Important Facts About Continuous Emission Monitoring

Continuous emission monitoring is used as a method to comply with government-mandated air emission standards, such as the Acid Rain Program that is operated by the Environmental Protection Agency (EPA) as well as other federal or state emission programs. Many businesses use emission monitoring systems to gather, document and record the required emissions data. In the past, this type of monitoring was used to record carbon dioxide and carbon monoxide levels, but now many different emission types can and have to be monitored.

Continuous emission monitoring equipment usually has sample probes, filters, sample lines, calibration gas system, gas conditioning system, and a number of gas analyzers for the specific parameters that are being monitored. Standard monitored emissions include: nitrogen oxides, sulfur dioxide, carbon dioxide, mercury, hydrogen chloride, volatile organic compounds, airborne particulate matter, and oxygen. Systems for continuous emission monitoring can also assess flue gas opacity, air flow, and moisture.

One common type of continuous emission monitoring equipment is the gas monitoring system. This system takes various readings at different intervals for smoke stack emissions or other gas byproducts. It will sound an alarm when emissions are approaching maximum limits. These important systems help manufacturers maintain their waste gas emissions within the federal government limits.

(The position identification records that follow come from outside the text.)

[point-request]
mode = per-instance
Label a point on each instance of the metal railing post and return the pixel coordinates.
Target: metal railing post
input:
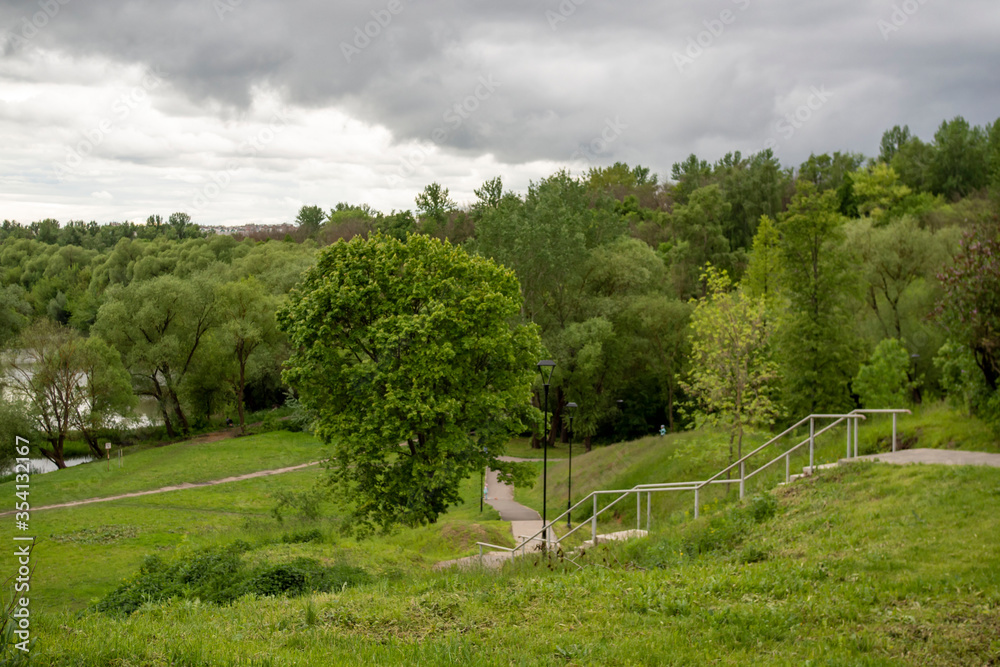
(638, 510)
(848, 439)
(812, 443)
(857, 427)
(593, 523)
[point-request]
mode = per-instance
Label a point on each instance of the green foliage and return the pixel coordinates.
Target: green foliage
(762, 279)
(970, 311)
(960, 164)
(884, 381)
(962, 379)
(160, 328)
(220, 575)
(310, 219)
(14, 312)
(67, 382)
(434, 207)
(14, 422)
(699, 227)
(732, 373)
(409, 342)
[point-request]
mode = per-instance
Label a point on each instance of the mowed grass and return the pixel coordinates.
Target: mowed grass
(84, 552)
(171, 465)
(868, 564)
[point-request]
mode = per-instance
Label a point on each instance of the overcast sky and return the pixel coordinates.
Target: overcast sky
(244, 110)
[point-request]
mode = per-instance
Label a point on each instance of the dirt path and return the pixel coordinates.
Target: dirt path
(178, 487)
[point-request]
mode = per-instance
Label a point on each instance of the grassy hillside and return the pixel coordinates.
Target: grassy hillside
(171, 465)
(865, 565)
(700, 454)
(84, 552)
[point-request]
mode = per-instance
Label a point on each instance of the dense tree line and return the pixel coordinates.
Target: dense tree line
(625, 275)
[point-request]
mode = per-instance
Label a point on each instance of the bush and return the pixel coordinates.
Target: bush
(219, 575)
(314, 535)
(884, 381)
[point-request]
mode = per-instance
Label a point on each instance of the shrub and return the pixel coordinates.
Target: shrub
(219, 575)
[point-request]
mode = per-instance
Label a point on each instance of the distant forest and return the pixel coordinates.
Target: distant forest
(876, 280)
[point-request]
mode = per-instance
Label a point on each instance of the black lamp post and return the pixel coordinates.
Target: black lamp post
(569, 494)
(545, 368)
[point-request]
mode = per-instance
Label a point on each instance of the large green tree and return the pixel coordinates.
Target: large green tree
(817, 335)
(68, 383)
(247, 328)
(159, 327)
(407, 353)
(732, 375)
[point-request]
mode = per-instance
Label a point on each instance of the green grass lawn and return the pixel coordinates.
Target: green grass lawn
(83, 552)
(171, 465)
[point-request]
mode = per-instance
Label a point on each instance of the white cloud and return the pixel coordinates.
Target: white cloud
(79, 115)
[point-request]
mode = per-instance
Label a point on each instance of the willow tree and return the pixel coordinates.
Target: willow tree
(409, 355)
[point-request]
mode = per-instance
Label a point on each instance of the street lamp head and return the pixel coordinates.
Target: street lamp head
(545, 368)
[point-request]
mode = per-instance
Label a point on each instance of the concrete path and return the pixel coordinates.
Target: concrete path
(524, 521)
(933, 456)
(165, 489)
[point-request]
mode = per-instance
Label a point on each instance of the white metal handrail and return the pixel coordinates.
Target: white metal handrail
(649, 489)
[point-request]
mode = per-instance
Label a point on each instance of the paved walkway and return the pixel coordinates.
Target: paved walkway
(165, 489)
(524, 521)
(933, 456)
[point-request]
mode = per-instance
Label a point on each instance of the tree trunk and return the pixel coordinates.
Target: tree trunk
(55, 454)
(239, 397)
(670, 406)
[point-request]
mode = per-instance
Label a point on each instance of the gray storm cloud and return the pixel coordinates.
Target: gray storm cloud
(682, 77)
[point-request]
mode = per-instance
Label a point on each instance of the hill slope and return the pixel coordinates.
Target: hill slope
(867, 565)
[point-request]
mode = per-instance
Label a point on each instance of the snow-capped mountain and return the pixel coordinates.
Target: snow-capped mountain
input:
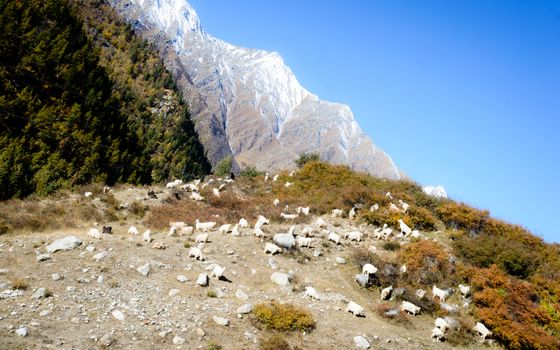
(247, 102)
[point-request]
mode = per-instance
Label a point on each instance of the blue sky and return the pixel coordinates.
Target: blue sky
(460, 93)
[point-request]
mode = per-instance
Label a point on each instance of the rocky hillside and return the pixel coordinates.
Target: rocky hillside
(346, 283)
(247, 103)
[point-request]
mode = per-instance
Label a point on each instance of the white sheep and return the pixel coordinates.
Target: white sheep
(304, 241)
(410, 308)
(243, 223)
(369, 269)
(404, 228)
(482, 330)
(204, 226)
(465, 290)
(288, 216)
(146, 237)
(196, 197)
(217, 272)
(94, 233)
(271, 248)
(337, 213)
(353, 236)
(355, 309)
(386, 293)
(224, 229)
(284, 240)
(333, 237)
(201, 238)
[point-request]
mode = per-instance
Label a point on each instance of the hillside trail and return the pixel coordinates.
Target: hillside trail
(96, 283)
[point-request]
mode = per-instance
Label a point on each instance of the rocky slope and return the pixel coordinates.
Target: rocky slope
(247, 102)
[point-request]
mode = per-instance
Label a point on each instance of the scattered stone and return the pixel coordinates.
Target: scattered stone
(202, 279)
(361, 342)
(144, 269)
(118, 315)
(22, 331)
(66, 243)
(221, 320)
(280, 278)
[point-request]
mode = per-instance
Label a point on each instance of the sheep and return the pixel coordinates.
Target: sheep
(243, 223)
(201, 238)
(224, 229)
(271, 248)
(288, 216)
(410, 308)
(94, 233)
(440, 293)
(304, 241)
(284, 240)
(217, 272)
(146, 237)
(482, 330)
(333, 237)
(386, 293)
(355, 309)
(353, 236)
(320, 223)
(465, 290)
(404, 228)
(204, 226)
(196, 197)
(337, 213)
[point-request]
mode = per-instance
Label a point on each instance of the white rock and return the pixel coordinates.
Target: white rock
(361, 342)
(280, 278)
(118, 315)
(144, 269)
(220, 320)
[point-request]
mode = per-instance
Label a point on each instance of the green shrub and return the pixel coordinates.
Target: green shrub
(283, 317)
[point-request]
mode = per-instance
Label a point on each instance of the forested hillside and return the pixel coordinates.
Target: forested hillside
(69, 116)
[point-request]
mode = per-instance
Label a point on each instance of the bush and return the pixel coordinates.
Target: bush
(305, 158)
(284, 317)
(223, 168)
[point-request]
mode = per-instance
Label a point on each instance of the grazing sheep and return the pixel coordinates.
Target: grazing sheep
(271, 248)
(288, 216)
(369, 269)
(482, 330)
(333, 237)
(196, 197)
(304, 241)
(243, 223)
(284, 240)
(337, 213)
(201, 238)
(404, 228)
(217, 272)
(353, 236)
(224, 229)
(386, 293)
(465, 290)
(355, 309)
(410, 308)
(204, 226)
(94, 233)
(146, 237)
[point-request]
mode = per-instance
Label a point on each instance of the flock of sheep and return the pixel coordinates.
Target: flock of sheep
(306, 238)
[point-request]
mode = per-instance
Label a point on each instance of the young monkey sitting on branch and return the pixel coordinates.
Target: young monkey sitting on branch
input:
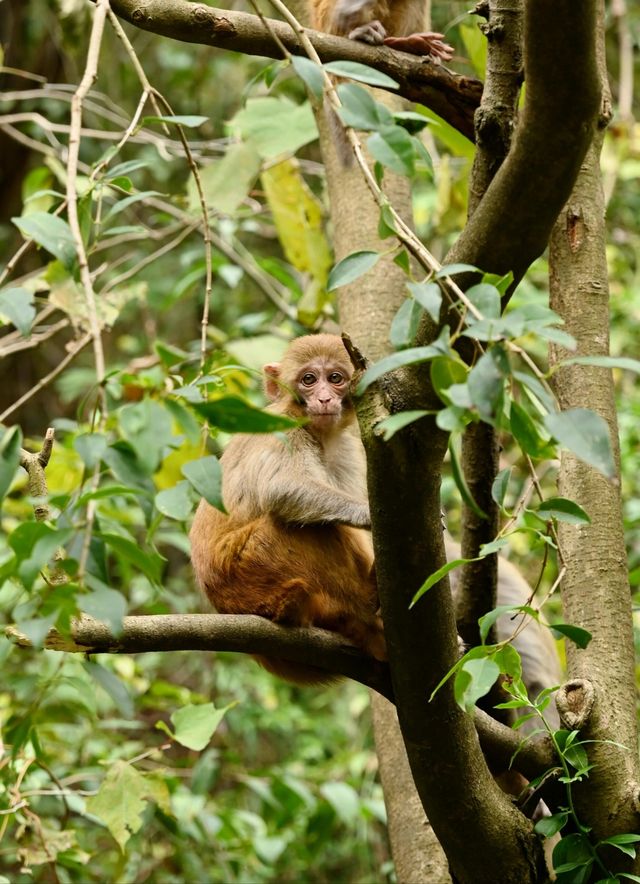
(395, 23)
(293, 548)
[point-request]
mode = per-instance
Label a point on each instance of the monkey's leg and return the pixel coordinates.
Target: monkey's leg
(373, 33)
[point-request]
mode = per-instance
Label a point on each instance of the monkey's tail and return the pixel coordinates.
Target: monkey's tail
(297, 673)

In the United States, the EPA requires continuous emission monitoring systems to perform data acquisition as well as report the emission data. There are specific measurement requirements for different types of emissions. The EPA requires all monitoring systems to be operating on a continuous basis. The equipment has to be able to sample, evaluate, and record the data several times a day. Regular evaluations of the emission monitoring equipment also have to be documented and recorded. Accuracy of the continuous emission monitoring equipment is extremely important to record and analyze data correctly so as to keep harmful emission levels from contaminating the environment.